He was a giant. I bet he barely had to hop to dunk a basket. Dr. J only wished he was that tall. The rest of my potential kidnapper was well formed—broad shoulders, slender waist, muscular thighs, taut forearms. He folded said arms, looking down at me, his gray-green eyes piercing. I didn’t pay much attention, distracted by his braided black beard. The braiding was complicated, with gold, silver, copper, and bone beads woven through. The bottom was squared off like someone had taken a weedwhacker to it.
It looked positively Biblical. I wonder how many hours he had to sit in a beauty chair to get that done. No self-respecting barber would be caught dead braiding beards.
I opened my mouth to ask what the deal was, then snapped it shut. Shit. I’d been talking. I could have said something that hurt him. Even killed him, like George Findlay.
Thing is, as ridiculous as it sounds, I did curse George to death. I deserved everything I was going to get from his kin. Not that I’d meant to, and not that I’d ever done it before. But when the words left my lips, they went with a power that came from deep inside. The old country power, as my Nan would have said. I recognized it, though I’d never felt it. There was no missing the rumble of power through my body, the vibrations that trembled down into a place inside me I didn’t even know existed.
The words stabbed into George like thrown knives. I saw them hit; saw his body flinch and his face turn pasty. Then I’d turned and run like my ass was catching fire.
I didn’t know he’d wake up dead. Maybe it happened because of guilt. Telling him to fuck off and die, and then regretting the command enough to call him back to something like life. Either way, I killed him with words and I’d meant never to speak again. I had no idea how to control this ability and I didn’t want to hurt innocent people. Or even the Findlays.

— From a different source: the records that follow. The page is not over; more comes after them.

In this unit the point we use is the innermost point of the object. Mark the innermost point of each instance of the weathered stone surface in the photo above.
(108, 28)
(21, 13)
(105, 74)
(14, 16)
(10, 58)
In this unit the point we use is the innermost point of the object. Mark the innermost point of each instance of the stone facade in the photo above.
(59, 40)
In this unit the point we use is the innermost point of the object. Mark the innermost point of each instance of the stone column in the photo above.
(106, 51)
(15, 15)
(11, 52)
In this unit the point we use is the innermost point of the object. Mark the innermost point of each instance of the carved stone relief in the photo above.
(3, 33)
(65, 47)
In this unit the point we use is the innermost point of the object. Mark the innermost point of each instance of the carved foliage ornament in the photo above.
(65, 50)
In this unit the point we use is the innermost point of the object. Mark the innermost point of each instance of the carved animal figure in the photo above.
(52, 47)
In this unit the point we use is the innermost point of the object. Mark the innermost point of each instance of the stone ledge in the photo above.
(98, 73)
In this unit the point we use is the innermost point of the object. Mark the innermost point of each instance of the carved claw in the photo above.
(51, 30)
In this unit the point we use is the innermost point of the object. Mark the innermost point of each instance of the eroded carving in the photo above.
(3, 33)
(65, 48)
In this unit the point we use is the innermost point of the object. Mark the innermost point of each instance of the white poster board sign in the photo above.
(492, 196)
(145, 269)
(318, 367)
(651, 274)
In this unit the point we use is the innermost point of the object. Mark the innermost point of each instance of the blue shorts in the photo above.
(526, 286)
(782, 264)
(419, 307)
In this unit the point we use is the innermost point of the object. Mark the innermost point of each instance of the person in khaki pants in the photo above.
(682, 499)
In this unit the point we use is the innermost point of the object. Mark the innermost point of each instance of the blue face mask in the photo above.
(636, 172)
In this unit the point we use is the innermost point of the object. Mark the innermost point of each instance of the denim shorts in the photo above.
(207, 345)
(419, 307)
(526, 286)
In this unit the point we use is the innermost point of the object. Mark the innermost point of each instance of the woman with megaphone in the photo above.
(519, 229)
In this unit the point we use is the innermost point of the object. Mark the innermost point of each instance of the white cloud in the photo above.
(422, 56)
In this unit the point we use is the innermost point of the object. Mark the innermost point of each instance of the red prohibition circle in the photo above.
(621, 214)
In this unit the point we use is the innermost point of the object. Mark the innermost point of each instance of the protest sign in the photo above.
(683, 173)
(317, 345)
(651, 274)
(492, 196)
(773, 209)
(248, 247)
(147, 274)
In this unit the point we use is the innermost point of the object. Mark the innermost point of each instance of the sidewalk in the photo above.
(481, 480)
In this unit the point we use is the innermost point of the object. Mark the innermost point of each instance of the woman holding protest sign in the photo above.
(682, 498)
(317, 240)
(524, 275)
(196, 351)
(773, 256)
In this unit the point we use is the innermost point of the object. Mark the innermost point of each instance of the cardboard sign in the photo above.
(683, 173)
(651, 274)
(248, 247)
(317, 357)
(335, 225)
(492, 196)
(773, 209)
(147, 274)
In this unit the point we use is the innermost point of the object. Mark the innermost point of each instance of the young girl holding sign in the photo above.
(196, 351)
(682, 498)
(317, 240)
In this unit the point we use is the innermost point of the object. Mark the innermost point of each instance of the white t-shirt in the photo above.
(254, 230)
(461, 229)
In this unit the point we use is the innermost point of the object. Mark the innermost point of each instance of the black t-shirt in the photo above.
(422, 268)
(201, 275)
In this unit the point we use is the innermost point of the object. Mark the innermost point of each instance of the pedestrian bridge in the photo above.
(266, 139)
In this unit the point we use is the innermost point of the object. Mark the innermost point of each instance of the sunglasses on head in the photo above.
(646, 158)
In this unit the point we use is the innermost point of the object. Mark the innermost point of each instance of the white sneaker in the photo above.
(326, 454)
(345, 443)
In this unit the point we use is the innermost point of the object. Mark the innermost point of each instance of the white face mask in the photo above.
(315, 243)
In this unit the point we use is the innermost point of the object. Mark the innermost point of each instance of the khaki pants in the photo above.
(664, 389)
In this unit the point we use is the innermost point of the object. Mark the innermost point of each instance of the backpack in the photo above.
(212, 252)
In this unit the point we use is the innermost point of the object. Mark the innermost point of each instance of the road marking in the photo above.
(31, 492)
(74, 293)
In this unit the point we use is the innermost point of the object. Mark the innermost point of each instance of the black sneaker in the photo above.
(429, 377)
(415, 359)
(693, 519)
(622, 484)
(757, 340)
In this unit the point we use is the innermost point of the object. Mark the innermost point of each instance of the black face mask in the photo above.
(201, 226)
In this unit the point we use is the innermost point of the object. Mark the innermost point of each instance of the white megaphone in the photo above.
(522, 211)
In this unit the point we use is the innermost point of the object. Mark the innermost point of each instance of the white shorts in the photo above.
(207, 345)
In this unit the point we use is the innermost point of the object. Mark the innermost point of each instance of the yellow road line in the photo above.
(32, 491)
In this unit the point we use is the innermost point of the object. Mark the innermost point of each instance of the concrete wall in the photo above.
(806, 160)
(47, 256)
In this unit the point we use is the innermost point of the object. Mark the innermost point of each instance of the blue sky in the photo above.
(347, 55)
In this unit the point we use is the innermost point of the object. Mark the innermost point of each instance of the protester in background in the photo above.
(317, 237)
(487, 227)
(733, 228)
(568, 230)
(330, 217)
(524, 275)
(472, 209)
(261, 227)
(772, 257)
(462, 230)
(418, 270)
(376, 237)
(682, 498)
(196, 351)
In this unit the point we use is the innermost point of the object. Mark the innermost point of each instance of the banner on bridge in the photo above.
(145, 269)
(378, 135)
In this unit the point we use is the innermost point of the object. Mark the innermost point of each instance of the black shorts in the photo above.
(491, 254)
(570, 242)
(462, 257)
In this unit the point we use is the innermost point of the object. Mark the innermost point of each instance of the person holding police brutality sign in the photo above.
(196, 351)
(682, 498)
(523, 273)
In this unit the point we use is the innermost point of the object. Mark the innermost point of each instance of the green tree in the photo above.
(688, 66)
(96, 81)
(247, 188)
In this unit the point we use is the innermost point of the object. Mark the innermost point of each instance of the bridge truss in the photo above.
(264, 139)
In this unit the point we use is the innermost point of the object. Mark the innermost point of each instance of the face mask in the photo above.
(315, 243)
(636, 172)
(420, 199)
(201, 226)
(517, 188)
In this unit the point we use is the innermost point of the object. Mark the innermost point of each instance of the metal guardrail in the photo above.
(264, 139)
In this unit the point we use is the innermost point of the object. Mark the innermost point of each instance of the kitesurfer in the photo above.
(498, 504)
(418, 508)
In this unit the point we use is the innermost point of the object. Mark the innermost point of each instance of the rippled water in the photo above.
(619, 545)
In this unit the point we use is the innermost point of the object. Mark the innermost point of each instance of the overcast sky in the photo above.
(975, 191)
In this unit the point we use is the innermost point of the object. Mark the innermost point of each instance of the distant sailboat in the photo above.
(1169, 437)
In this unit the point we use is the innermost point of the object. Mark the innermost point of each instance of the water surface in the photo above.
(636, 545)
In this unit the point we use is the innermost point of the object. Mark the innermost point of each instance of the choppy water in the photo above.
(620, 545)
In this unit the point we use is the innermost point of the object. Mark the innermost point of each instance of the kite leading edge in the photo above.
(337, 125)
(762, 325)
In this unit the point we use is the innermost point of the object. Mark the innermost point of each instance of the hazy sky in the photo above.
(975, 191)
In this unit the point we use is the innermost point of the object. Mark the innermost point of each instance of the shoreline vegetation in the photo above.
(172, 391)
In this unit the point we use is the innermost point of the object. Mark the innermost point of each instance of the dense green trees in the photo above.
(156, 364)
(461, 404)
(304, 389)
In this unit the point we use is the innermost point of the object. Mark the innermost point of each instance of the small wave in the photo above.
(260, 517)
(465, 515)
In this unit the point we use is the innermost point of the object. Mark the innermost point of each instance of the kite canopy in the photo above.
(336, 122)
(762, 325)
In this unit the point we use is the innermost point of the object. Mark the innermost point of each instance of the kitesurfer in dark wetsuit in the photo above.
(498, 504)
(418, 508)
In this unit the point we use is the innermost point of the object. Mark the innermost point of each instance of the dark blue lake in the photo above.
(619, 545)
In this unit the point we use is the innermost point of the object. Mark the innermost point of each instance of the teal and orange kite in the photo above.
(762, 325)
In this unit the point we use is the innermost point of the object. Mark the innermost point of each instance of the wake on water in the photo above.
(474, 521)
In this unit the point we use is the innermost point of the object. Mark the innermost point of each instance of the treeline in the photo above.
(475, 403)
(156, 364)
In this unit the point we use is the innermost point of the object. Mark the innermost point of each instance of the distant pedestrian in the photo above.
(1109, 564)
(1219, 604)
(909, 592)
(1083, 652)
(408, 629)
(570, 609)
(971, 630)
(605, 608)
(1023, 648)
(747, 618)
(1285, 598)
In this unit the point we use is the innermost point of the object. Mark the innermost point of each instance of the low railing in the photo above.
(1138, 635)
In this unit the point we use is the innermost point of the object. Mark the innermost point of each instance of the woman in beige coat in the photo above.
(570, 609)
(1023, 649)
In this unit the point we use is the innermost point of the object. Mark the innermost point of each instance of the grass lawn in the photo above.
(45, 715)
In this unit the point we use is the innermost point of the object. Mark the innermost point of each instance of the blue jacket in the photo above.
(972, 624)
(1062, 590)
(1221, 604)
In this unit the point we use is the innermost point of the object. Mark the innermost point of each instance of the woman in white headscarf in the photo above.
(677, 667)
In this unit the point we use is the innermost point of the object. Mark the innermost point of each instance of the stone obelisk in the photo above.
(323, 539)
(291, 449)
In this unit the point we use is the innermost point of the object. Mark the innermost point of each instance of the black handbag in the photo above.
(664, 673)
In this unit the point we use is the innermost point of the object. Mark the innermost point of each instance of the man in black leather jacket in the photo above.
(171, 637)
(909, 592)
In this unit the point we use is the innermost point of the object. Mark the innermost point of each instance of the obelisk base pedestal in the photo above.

But bash my head once against a stone wall and I started blathering like an idiot. I raked my brain for what I’d said. It was all fuzzy, though I remember I’d flipped him the bird. I hadn’t otherwise told him to go do anything like die or stick his head up his ass or anything else.
I looked around the bar. It smelled of beer and something savory and delicious. I realized a couple of patrons occupied the corner booth. Both wore dirty coveralls and ratty ball caps and I could smell the gas wafting off them from across the room. Other than that, the place was empty but for me and Mister Barbie Beauty Center, or maybe it should have been Mister Ken.
“Bathroom?” I asked after considering whether that single word could do any harm.
“I’m Gil,” was not a helpful reply. His brows rose, prompting me to reply in kind.
I flushed. “Melissa. Missy.”
“Which?”
“Pick one. Where’s the bathroom?” I prompted again. I wanted to wash my face and take an account of the damage the wall had inflicted on me.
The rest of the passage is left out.